EcoStory

Padi Ladang untuk Ketahanan Pangan Masyarakat Nagura

Bagikan Tulisan
Masyarakat Kampung Nagura mengikuti pelatihan pertanian organik. (Yayasan EcoNusa)

Ketahanan pangan merupakan salah satu aspek fundamental dalam pembangunan suatu negara. Hal ini tidak hanya berkaitan dengan ketersediaan pangan dalam jumlah yang cukup, tetapi juga akses masyarakat terhadap pangan yang aman, bergizi, dan berkelanjutan. Isu ini menjadi semakin penting seiring dengan pertumbuhan populasi dunia, perubahan iklim, serta tantangan sosial dan ekonomi yang dapat memengaruhi produksi serta distribusi pangan. 

Masalah ketahanan pangan membutuhkan penanganan serius di Kaimana, Papua Barat. Di provinsi ini petani cenderung memilih memproduksi tanaman perkebunan, seperti pala,  kelapa, dan pisang. Sedangkan untuk makanan pokok, masyarakat lebih cenderung membeli beras. Kebutuhan bahan pokok tersebut menyumbang sebagian besar pengeluaran rumah tangga, terlebih beras tersebut berasal dari luar Papua Barat. 

Baca Juga: Mewujudkan Ketahanan Pangan di Kampung Seraran dengan Padi Organik 

Beberapa dekade lalu, masyarakat Kaimana, khususnya di Teluk Arguni Bawah menanam padi ladang. Masyarakat kampung di distrik tersebut seperti Ukiara, Seraran, dan Nagura menanam padi ladang untuk mencukupi kebutuhan pangan sehari-hari. Namun pada awal 2000-an kegiatan bertanam padi tersebut berhenti, membuat masyarakat sepenuhnya bergantung pada beras dari luar.   

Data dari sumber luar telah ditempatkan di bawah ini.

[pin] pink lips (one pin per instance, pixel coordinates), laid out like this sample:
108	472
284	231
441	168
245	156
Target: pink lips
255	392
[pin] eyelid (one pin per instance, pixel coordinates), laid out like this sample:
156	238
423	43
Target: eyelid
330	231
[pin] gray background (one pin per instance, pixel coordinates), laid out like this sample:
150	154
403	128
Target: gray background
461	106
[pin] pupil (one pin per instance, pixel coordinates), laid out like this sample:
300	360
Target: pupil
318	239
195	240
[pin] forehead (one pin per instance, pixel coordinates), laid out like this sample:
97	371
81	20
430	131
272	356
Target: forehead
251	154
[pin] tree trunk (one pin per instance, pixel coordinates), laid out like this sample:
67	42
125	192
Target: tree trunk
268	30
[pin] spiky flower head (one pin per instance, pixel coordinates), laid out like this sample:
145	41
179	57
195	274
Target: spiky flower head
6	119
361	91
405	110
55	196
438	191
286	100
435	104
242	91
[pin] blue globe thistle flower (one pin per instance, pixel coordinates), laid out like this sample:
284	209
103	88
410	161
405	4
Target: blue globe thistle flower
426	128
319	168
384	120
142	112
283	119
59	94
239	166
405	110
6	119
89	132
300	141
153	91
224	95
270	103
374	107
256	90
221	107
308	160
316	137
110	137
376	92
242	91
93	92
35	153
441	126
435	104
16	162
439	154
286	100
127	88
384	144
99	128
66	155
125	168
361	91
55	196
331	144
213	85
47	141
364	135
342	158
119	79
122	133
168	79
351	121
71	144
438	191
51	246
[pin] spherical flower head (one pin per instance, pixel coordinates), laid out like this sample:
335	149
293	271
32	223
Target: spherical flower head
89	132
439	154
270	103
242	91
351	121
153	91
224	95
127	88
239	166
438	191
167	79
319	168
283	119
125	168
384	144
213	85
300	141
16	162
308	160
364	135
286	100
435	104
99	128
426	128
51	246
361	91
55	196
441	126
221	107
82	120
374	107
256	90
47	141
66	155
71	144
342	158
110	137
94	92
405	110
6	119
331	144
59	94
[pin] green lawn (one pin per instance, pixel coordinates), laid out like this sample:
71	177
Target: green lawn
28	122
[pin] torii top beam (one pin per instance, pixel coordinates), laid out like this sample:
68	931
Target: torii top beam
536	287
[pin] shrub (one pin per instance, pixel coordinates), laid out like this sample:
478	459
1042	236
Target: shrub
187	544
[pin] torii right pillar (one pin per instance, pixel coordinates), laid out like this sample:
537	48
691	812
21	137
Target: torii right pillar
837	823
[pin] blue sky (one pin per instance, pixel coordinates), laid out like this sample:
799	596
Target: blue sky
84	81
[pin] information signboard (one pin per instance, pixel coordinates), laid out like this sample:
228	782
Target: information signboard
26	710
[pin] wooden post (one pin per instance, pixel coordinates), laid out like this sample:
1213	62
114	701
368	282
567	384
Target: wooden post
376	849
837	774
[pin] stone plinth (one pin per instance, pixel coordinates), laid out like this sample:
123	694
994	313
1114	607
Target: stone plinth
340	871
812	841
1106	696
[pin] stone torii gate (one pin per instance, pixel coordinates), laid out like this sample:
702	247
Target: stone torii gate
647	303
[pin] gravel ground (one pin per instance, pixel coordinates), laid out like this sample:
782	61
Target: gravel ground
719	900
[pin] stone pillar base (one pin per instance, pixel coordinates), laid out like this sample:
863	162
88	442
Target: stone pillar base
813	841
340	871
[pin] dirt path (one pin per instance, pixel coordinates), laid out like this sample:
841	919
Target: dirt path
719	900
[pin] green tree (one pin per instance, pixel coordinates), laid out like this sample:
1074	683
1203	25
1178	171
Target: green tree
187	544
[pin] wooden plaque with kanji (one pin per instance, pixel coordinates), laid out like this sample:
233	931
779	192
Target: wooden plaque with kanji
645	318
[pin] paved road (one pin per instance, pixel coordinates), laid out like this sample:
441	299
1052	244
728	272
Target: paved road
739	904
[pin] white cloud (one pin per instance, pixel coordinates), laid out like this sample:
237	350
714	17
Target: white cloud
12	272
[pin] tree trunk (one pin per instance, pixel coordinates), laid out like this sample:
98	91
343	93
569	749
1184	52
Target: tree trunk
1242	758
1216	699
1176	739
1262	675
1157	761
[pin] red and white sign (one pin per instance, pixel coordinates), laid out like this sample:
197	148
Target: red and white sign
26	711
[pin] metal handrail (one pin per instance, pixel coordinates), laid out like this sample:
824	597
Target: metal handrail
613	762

Melihat hal tersebut, Yayasan EcoNusa kembali mendorong masyarakat untuk menanam padi guna mencukupi kebutuhan pangan keluarga. Intervensi ini sudah dilakukan di Kampung Seraran sejak 2022, hasilnya masyarakat kini bisa menikmati beras hasil panen sendiri. Intervensi kemudian dilanjutkan ke Kampung Nagura yang dilakukan sejak April lalu. 

Proses ini akan diawali dengan diskusi bersama masyarakat tentang ketahanan pangan. Masyarakat Nagura mengakui bahwa sebagian penghasilan mereka habis untuk membeli beras. Mereka bersepakat untuk menanam padi dan berencana akan menggunakan 7 hektare lahan mereka untuk keperluan tersebut dan akan segera membersihkan lahan bersama-sama. Masyarakat juga bersepakat bahwa mula-mula penanaman padi tersebut akan dilakukan secara berkelompok sehingga bisa saling membantu dan menguatkan, terlebih mereka sudah lama sekali tidak menanam padi. Agar lebih terorganisir, mereka membentuk kepengurusan kelompok tersebut, mulai dari ketua, bendahara, dan sekretaris. 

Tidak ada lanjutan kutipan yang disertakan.